Samu miró a sus colegas y vio en ellos su propio reflejo: piezas que se creían independientes, pero que estaban atrapadas en una red invisible. Sabía que cada uno compartía la misma angustia, pero fingían felicidad para cumplir los estándares de la empresa, para evitar quedarse atrás en la carrera de flexibilidad. Pero él ya no podía seguir ignorándolo. Flexibilidad, se repetía, y la palabra, que alguna vez fue sinónimo de posibilidad, ahora era solo una sombra.

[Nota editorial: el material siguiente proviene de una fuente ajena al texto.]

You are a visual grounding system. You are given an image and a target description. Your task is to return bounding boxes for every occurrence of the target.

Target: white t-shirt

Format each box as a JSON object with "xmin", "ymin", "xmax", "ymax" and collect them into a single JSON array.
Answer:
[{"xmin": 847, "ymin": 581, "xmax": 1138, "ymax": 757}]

Al final del día, Samu apagó su computador y se quedó mirando el vacío de la pantalla, como si en ella pudiera hallar respuestas. Luego, se levantó sin decir una palabra, sintiendo el peso de sus pasos en la oficina silenciosa. Miró por la ventana hacia la ciudad iluminada, mientras las luces parpadeaban como estrellas distantes. Caminó hasta la terraza, despacio, respirando el aire frío que le llenaba los pulmones con una mezcla de calma y vértigo. Se detuvo al borde, contemplando el horizonte, sin mirar atrás. La palabra «flexibilidad» seguía resonando en su mente, como un eco distante y tortuoso. Cerró los ojos y dejó que el silencio le envolviera. Encontró calma.
Minutos después, solo quedó el vacío de la terraza iluminada por la tenue luz nocturna. Al día siguiente, la empresa abrió una nueva vacante.